Something that could be used to avoid breaking changes is to create a mapping between old and new configs and before sending the map to paerser, manually rename the variables to their new values. This would result in a lot of deprecated variables tho, so I am not sure which one would you prefer to go with.

pixxon commented 7 months ago

Had some time on my hands to look more into this and made a PoC to show how changes could be made. I moved config into a new package.

Other than normal changes, there are two significant workarounds:

First for the mapping of the old variables: https://github.com/pixxon/docker-volume-backup/blob/refactor-configuration/internal/config/util.go#L23

Second I had to process the "FILE" variables. https://github.com/pixxon/docker-volume-backup/blob/refactor-configuration/internal/config/util.go#L23 I went with something that I saw in linuxserver projects, where the prefix FILE__ is used and instead of being processed during reading of the variable, there is a preprocessing. ( It could be moved even more outside, into an init script like it is for them, but that might cause other problems. )

m90 commented 7 months ago

Thanks for starting to work on and no rush from my end. I'm a bit busier than usual so I didn't really dig into the code yet, however I wanted to check what you think of the following approach in building this:

I'm mostly just worried we spend a lot of time on reworking the existing approach when we (or at least I) don't really know how service discovery works in detail yet.

Let me know what you think.

pixxon commented 7 months ago

I do plan to add a new strategy there for volume labels. However to achieve that, the current configuration struct has to be changed or the name of the labels might be really weird. ( I could search for an alternative, but I found traefik paerser to be pretty handy for creating configuration out of labels. )

If I just use the current Config, that has everything in a flat order, the expected label names will be unreadable in my opinion.

--backupcronexpression=@daily
--backupstopduringbackuplabel=test

To have some more structure in it, I have to change the Config struct to contain more types. I might be wrong, but envconfig would not be able to load the nested members properly, since it concats the naming. ( So OUTER_INNER would happen. )

If you want as a prototype I can implement gathering config from labels even if they are a bit unreadable. And if it seems to be fine then I can do something about the structs to make the names nicer.

pixxon commented 7 months ago

Wrote some code to handle the volume discovery. It is very primitive and probably need some fine tuning for the future. Key points to look at:

Some issues that I ran into while making it:

m90 commented 7 months ago

Quick question after reading the issues you are describing: why is spawning a new container necessary in the first place? Up until now, this isn't done either. Is it about multi node swarm setups? In case yes, maybe there is a simpler, even if less smart solution to that problem (which affects a tiny.fraction of users anyways).

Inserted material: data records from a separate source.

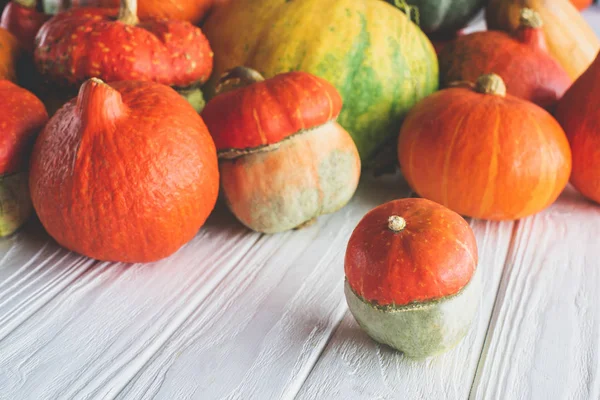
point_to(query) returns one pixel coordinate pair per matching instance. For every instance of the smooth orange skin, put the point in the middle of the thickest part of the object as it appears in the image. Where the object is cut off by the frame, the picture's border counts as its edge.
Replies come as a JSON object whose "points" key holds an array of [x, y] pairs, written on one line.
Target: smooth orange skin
{"points": [[522, 61], [268, 111], [270, 181], [126, 172], [89, 42], [433, 257], [484, 156], [193, 11], [10, 51], [582, 4], [579, 115], [22, 117]]}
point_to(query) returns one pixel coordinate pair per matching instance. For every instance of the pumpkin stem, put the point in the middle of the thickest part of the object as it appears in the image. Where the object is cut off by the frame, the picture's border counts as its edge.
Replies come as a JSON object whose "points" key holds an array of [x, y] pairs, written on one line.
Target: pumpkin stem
{"points": [[236, 78], [99, 103], [491, 84], [396, 223], [412, 12], [530, 29], [128, 12], [26, 3]]}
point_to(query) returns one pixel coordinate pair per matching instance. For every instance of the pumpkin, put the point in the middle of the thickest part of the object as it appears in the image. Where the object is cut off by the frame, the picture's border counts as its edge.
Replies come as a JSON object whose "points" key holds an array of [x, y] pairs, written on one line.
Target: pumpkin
{"points": [[10, 52], [91, 42], [483, 153], [570, 39], [23, 116], [186, 10], [283, 159], [380, 62], [446, 16], [579, 115], [124, 172], [23, 20], [411, 276], [582, 4], [521, 59]]}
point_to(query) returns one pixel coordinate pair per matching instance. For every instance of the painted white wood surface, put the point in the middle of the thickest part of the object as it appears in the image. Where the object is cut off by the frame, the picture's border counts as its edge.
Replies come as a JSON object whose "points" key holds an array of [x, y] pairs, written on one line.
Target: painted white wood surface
{"points": [[238, 315]]}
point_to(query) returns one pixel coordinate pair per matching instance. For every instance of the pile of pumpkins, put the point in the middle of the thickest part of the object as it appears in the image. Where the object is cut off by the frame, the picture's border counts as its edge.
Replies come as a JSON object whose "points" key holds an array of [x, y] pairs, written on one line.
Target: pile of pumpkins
{"points": [[121, 123]]}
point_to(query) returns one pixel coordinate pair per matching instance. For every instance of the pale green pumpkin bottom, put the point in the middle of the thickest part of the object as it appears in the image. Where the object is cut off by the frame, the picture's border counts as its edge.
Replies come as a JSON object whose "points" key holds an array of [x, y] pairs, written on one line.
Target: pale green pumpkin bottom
{"points": [[419, 330], [15, 202]]}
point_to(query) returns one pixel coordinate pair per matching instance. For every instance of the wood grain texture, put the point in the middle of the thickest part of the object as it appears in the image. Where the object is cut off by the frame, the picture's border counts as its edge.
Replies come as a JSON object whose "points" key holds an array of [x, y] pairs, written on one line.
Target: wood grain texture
{"points": [[545, 331], [355, 367]]}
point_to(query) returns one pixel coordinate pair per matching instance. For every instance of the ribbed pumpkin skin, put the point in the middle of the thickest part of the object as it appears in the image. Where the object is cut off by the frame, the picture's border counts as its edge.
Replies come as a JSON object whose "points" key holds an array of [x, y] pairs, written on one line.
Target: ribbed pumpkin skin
{"points": [[570, 39], [9, 54], [446, 16], [310, 174], [124, 173], [528, 72], [484, 156], [379, 61], [579, 115]]}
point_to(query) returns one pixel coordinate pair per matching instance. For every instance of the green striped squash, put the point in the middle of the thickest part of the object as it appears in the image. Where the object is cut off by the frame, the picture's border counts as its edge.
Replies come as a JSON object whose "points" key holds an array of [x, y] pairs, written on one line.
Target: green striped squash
{"points": [[443, 16], [379, 60]]}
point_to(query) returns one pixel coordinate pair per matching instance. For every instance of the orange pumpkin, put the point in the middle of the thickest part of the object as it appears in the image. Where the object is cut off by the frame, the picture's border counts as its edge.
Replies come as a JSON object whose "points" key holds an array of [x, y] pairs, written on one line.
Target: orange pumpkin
{"points": [[410, 276], [187, 10], [521, 59], [10, 52], [283, 159], [22, 116], [124, 172], [483, 153], [579, 115]]}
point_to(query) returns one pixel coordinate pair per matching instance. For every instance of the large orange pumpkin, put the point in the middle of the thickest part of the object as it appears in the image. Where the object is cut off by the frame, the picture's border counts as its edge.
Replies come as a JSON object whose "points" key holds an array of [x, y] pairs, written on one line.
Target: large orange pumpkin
{"points": [[521, 59], [22, 116], [10, 52], [579, 114], [283, 159], [483, 153], [126, 172]]}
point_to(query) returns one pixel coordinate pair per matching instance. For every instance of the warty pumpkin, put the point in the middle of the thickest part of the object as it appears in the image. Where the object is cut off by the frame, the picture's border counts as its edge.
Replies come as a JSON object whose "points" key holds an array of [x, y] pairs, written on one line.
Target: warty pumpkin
{"points": [[10, 52], [411, 276], [579, 115], [521, 59], [114, 45], [186, 10], [379, 61], [442, 16], [23, 20], [22, 116], [570, 39], [484, 153], [283, 159], [125, 172]]}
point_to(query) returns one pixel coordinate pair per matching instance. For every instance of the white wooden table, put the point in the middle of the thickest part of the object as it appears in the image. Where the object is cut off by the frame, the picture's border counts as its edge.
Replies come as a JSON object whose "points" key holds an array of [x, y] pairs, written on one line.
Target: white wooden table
{"points": [[239, 315]]}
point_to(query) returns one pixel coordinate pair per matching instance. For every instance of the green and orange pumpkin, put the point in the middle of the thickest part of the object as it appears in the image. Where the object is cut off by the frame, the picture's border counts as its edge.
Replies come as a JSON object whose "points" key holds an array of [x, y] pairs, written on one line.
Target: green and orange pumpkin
{"points": [[411, 276], [283, 158], [380, 61]]}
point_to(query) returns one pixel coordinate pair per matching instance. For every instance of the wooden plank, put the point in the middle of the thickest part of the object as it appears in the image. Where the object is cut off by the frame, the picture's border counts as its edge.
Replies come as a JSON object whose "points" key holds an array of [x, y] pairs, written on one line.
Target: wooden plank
{"points": [[233, 313], [355, 367], [545, 331]]}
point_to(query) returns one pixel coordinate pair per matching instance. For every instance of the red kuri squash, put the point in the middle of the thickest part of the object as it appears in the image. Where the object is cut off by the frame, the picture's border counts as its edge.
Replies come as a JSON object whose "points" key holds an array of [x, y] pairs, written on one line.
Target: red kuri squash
{"points": [[579, 114], [483, 153], [521, 59], [124, 172], [283, 159], [411, 279], [22, 116]]}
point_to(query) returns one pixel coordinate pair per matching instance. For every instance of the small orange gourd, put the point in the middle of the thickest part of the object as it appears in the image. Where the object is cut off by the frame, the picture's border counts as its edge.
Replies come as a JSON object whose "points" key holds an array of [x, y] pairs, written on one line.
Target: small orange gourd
{"points": [[483, 153]]}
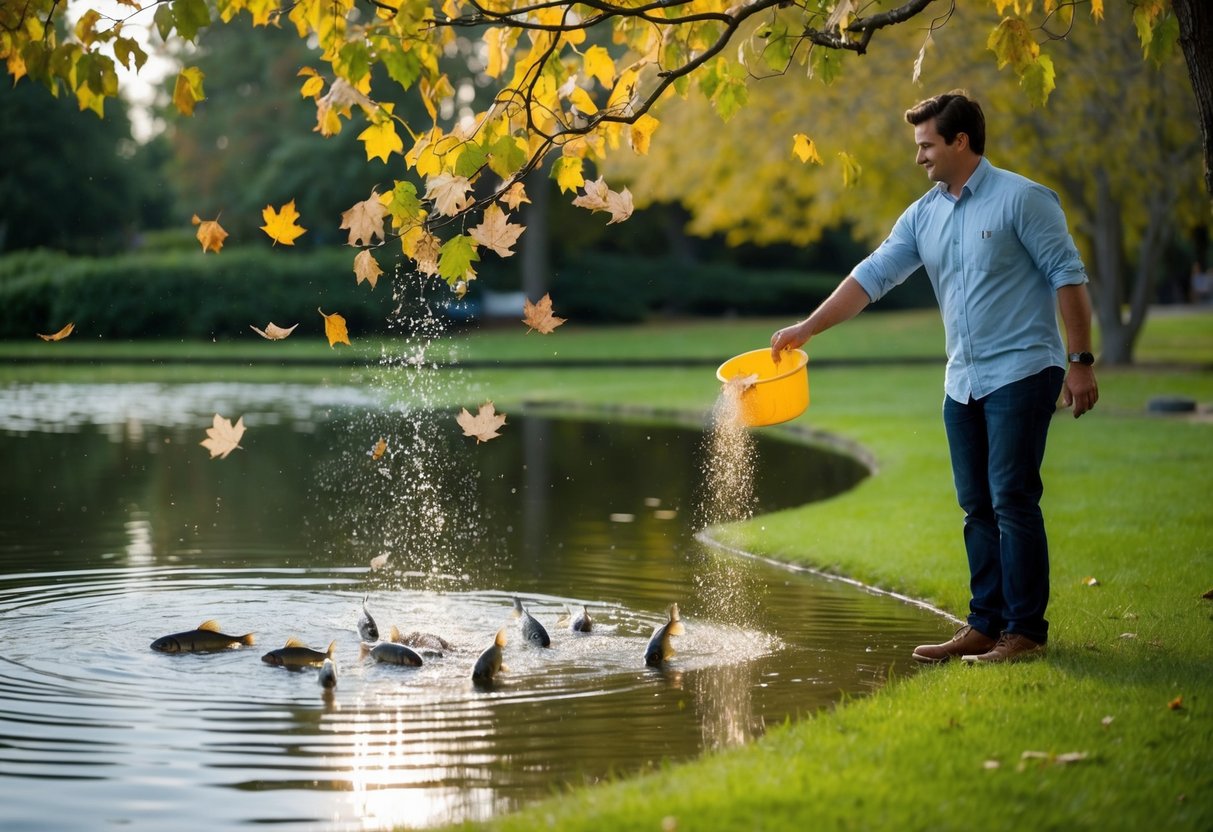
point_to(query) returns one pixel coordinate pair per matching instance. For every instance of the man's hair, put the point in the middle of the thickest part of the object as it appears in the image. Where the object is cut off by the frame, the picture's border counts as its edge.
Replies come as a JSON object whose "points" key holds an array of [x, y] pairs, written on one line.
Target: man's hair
{"points": [[954, 113]]}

pixxon commented 7 months ago

My assumption is that volumes will be created after the backup container. Therefor they will not be mounted and I am not sure if it is possible to attach volumes to a running container. If we expect the user to mount the volumes into the container and redeploy it, then new backup schedule could be added by a new confd file.

m90 commented 7 months ago

Would it be possible to commit the current container and then run the scheduled backup off that committed image without having to copy over the entire configuration?

Alternatively, is there a way to create a container spec off the output of docker inspect with some changes instead?

pixxon commented 6 months ago

I had some look and I think using CopyFromContainer could allow the minimal copy required. It would need to spawn a new container that collects the backup from the volume, then copy the tar back to the manager. It would have more overhead but would allow us to not bother with networks and other resources.